Aus dem Tallinner Stadtarchiv haben wir erfahren, in welchen Häusern
die beiden aufwuchsen. Mit dem Finger auf dem Stadtplan haben wir die
Stellen schon zu Hause geortet.
Im Tallinner Rathaus können wir mit Hilfe des dort ausgestellten
Stadt-Modells die Strukturen von 1825 erkennen. Unten die im Modell von
1825 noch zerstörte Olaikirche, Taufort der beiden Urahnen. Bernhard
Frank wuchs in der Straße Lai 26 auf. Sie führt von der Olaikirche
nach rechts oben. Seine Schule, vermutlich das Gustav-Adolf-Gymnasium
in der Unterstadt, liegt rechts an der Stadtmauer. Seine zukünftige
Frau Helena Elisabeth Hanson wohnte links hinter dem Rathaus in der Strasse
Raekoja 10. Das Rathaus mit seinem charakteristischen Turm findet sich
in der Mitte des Fotos hinter dem Rathausplatz. Rechts im Bild liegt die
Oberstadt. Alle Orte sind per Onmouseover-Effekt auf dem Foto beschriftet.

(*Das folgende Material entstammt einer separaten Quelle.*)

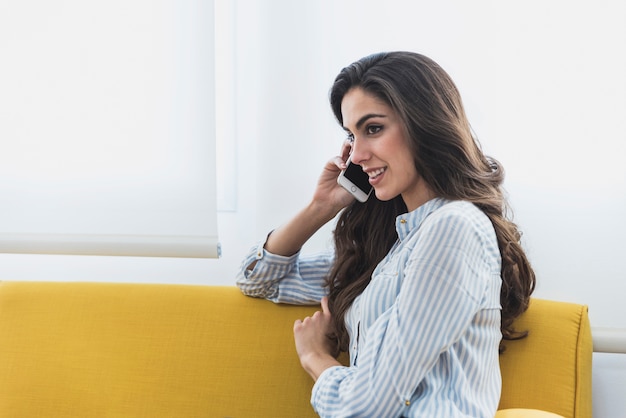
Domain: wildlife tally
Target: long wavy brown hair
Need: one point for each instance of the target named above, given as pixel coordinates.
(451, 162)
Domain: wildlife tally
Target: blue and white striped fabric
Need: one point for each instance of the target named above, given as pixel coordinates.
(425, 332)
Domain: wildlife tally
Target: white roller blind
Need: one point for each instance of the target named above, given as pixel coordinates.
(107, 128)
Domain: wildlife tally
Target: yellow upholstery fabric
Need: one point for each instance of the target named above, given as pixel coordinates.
(111, 350)
(550, 369)
(136, 350)
(525, 413)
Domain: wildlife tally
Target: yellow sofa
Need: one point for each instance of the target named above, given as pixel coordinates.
(137, 350)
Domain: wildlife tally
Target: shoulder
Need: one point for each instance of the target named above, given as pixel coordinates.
(461, 223)
(458, 213)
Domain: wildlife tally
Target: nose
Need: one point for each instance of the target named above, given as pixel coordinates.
(359, 153)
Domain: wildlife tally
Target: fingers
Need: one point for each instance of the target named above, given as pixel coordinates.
(324, 303)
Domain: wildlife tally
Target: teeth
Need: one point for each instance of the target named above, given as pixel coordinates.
(374, 174)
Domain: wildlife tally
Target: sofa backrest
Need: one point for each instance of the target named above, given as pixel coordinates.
(133, 350)
(550, 369)
(136, 350)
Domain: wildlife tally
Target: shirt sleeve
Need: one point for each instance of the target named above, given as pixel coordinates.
(296, 279)
(441, 292)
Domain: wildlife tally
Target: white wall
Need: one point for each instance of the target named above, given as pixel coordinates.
(544, 89)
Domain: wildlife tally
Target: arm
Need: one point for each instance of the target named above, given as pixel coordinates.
(275, 270)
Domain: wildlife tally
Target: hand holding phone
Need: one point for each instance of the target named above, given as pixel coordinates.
(355, 181)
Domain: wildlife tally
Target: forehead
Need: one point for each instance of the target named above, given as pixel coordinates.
(358, 103)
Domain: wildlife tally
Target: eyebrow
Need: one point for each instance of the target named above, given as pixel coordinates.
(364, 119)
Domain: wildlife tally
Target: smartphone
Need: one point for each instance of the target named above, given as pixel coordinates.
(354, 180)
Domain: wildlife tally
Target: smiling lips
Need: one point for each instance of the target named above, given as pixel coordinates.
(375, 173)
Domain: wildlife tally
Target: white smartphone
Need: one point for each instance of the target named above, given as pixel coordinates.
(354, 180)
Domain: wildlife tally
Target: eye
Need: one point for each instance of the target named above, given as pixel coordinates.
(374, 129)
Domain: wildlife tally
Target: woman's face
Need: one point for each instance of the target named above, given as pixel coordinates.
(380, 146)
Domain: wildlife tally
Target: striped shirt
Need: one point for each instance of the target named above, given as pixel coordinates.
(424, 334)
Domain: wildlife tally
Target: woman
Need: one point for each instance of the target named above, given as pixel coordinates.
(426, 277)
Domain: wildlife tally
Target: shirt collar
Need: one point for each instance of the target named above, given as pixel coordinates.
(407, 222)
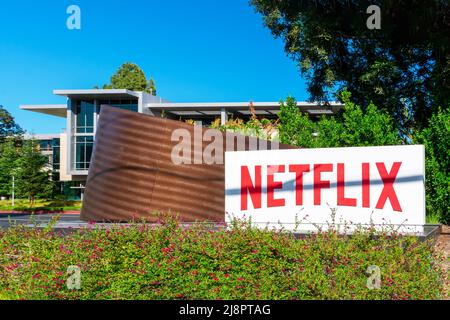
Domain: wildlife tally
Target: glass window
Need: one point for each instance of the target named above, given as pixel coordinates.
(56, 154)
(84, 111)
(45, 145)
(83, 152)
(131, 105)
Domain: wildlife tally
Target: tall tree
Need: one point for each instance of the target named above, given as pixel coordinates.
(130, 76)
(403, 67)
(32, 172)
(8, 126)
(9, 153)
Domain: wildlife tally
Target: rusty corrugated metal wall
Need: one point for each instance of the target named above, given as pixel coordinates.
(132, 174)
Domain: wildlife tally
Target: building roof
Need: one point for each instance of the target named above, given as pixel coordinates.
(59, 110)
(261, 108)
(95, 93)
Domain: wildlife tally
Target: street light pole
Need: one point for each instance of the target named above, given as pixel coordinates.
(13, 193)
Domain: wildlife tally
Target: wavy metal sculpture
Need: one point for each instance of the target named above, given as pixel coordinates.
(132, 174)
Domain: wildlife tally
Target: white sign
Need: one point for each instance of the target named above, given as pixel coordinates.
(304, 189)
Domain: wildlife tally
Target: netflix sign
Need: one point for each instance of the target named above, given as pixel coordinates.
(307, 189)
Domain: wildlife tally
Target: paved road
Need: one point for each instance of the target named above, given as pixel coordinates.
(65, 221)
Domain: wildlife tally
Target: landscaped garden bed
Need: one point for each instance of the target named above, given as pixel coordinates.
(171, 261)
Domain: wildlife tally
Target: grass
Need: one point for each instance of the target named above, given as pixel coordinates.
(41, 205)
(171, 261)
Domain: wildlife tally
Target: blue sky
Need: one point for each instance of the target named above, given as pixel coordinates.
(199, 50)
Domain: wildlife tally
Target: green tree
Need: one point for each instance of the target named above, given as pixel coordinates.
(32, 173)
(130, 76)
(436, 138)
(353, 126)
(8, 126)
(9, 153)
(404, 67)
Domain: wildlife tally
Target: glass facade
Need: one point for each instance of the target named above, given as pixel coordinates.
(56, 155)
(83, 152)
(45, 145)
(126, 104)
(85, 114)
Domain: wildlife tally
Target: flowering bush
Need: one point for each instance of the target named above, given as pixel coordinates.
(171, 261)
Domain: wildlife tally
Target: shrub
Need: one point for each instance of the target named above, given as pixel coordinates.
(170, 261)
(436, 138)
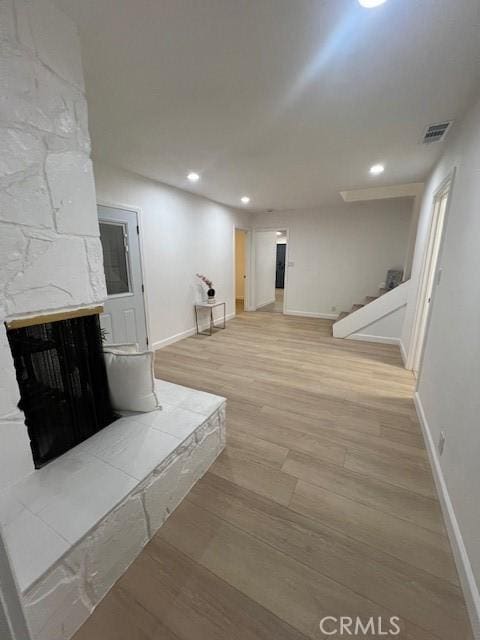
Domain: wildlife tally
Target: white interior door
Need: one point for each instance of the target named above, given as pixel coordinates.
(430, 276)
(124, 316)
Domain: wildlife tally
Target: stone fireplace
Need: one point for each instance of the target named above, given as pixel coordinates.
(73, 526)
(50, 252)
(62, 380)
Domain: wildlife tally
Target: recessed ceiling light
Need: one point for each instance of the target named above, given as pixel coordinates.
(377, 169)
(371, 4)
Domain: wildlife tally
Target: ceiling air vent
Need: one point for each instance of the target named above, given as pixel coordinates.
(436, 132)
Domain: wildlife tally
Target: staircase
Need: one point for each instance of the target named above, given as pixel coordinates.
(378, 318)
(358, 306)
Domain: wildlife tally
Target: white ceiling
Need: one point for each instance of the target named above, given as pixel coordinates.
(287, 101)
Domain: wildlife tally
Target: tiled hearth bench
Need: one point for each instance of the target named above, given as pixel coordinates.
(74, 526)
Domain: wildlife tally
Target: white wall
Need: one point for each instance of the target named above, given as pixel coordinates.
(449, 382)
(265, 267)
(182, 234)
(340, 254)
(388, 329)
(50, 252)
(240, 263)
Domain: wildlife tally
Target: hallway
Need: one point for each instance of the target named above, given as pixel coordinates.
(277, 306)
(322, 504)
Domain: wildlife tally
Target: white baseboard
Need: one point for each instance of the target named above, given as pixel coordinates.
(365, 337)
(311, 314)
(264, 304)
(464, 568)
(160, 344)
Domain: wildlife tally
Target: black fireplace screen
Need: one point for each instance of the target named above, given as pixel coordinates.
(63, 383)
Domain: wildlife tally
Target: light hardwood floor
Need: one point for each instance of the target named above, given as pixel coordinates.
(321, 505)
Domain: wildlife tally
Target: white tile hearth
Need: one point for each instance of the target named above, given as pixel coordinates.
(185, 398)
(33, 547)
(171, 419)
(74, 526)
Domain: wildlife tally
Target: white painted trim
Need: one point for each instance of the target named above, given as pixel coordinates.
(247, 300)
(464, 568)
(311, 314)
(160, 344)
(415, 352)
(365, 337)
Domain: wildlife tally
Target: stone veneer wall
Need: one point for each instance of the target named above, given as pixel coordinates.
(58, 604)
(50, 252)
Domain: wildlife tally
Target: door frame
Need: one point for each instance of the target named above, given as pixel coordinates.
(287, 233)
(247, 306)
(429, 269)
(139, 214)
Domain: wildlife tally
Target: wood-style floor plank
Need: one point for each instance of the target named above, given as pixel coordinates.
(322, 503)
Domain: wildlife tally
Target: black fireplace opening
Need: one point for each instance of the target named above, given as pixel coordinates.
(63, 383)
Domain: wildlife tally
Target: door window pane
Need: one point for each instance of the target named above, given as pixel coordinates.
(115, 258)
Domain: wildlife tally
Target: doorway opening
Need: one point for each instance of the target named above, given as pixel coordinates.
(430, 275)
(241, 237)
(270, 274)
(124, 318)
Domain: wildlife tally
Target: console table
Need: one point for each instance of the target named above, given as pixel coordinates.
(210, 307)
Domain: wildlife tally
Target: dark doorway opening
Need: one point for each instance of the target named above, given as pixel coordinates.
(280, 268)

Per Klick ruft man das Vollbild auf.
Hier ein zweites Vollbild aus anderer Perspektive.
Lai 26. In diesem Haus ist Bernhard Frank *1811 aufgewachsen. Unten
befindet sich eine Bar.Wir gehen rein.
Die Wirtin erzählt uns, daß das Haus jetzt einem estnischen
Arzt gehört, der auch Mitglied des nationalen Parlaments ist. Direkt
hinter der Kirche liegt das noch heute existierende Gustav-Adolf-Gymnasium,
vermutlich auch die Schule Bernhard Franks.
Von draußen sieht man, wie die ganze Straße Lai von
der Olaikirche dominiert wird. Verständlich, daß Bernhard Frank
dort auch getauft wurde. Lai 26 ist das gelbe Haus rechts.

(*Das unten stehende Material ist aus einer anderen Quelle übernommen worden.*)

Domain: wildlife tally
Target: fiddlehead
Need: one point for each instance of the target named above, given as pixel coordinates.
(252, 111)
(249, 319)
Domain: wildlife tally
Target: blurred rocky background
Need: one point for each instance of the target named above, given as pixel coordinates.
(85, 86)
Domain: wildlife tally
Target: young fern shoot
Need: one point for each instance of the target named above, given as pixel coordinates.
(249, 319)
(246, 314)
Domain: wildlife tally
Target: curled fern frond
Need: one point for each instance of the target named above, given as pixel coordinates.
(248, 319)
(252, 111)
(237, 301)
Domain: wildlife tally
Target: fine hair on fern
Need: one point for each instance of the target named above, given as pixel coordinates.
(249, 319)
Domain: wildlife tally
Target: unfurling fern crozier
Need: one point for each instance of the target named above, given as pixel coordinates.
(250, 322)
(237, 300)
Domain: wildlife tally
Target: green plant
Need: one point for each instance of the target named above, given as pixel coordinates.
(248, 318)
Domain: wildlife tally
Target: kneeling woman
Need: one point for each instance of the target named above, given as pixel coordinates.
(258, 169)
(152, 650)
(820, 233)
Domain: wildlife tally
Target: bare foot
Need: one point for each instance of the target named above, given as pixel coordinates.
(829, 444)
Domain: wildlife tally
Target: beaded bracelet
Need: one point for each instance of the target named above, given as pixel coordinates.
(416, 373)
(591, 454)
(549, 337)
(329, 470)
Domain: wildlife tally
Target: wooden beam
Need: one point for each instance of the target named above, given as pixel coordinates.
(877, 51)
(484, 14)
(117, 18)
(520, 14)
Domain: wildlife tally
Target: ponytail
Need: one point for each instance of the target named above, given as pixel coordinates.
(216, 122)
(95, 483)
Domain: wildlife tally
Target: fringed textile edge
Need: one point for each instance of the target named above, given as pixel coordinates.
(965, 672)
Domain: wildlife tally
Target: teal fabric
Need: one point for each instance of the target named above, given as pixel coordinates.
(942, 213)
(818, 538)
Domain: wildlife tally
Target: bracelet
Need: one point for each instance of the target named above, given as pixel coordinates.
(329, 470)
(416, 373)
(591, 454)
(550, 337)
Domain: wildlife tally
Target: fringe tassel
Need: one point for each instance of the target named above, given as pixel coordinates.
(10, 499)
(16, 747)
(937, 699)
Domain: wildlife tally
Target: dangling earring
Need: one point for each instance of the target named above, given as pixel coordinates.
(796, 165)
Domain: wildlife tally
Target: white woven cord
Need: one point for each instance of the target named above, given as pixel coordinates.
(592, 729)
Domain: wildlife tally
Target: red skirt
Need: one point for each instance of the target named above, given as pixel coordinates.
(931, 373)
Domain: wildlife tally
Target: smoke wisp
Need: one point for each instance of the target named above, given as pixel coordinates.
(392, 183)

Im Inneren der Olaikirche ist die Renovierung des Jahres 2003 abgeschlossen.
Weiter zum Wohnhaus seiner späteren Frau Helena Johannson.
Raekoja 10. In dem Haus links hinter dem Tallinner Rathaus wohnte Helena
Johannson *1816. An dieser zentralen Lage sind wir schon bei unserem früherem
Besuch oft vorbeigelaufen, ohne dessen familiengeschichtliche Bedeutung
zu ahnen. Onmouseover ein Foto aus dem 19. Jahrhundert aus ähnlicher
Perspektive.
Unten im Haus verkauft ein Andenkenhändler den vorbeiziehenden Touristen
Mitbringsel.
Die Tür rechts führt zu den Wohnungen über dem Laden.
In Tallinn arbeitet um 1900 Adelheid Constanze Frank als Leiterin einer
Kinderbewahranstalt. Wir besuchen eins der Häuser, in denen sie tätig
gewesen sein könnte.
Leicht zu finden ist das Haus in der Straße Pärnu 102. Dieses
Haus, gebaut von 1876-1880, beherbergt ab 1896 das Kinderheim des Diaconissen-Vereins.
Ich gehe davon aus, dass die tiefreligiöse Adelheid Constanze Frank,
Tochter von Bernhard und Helena Frank, hier als Leiterin gearbeitet hat.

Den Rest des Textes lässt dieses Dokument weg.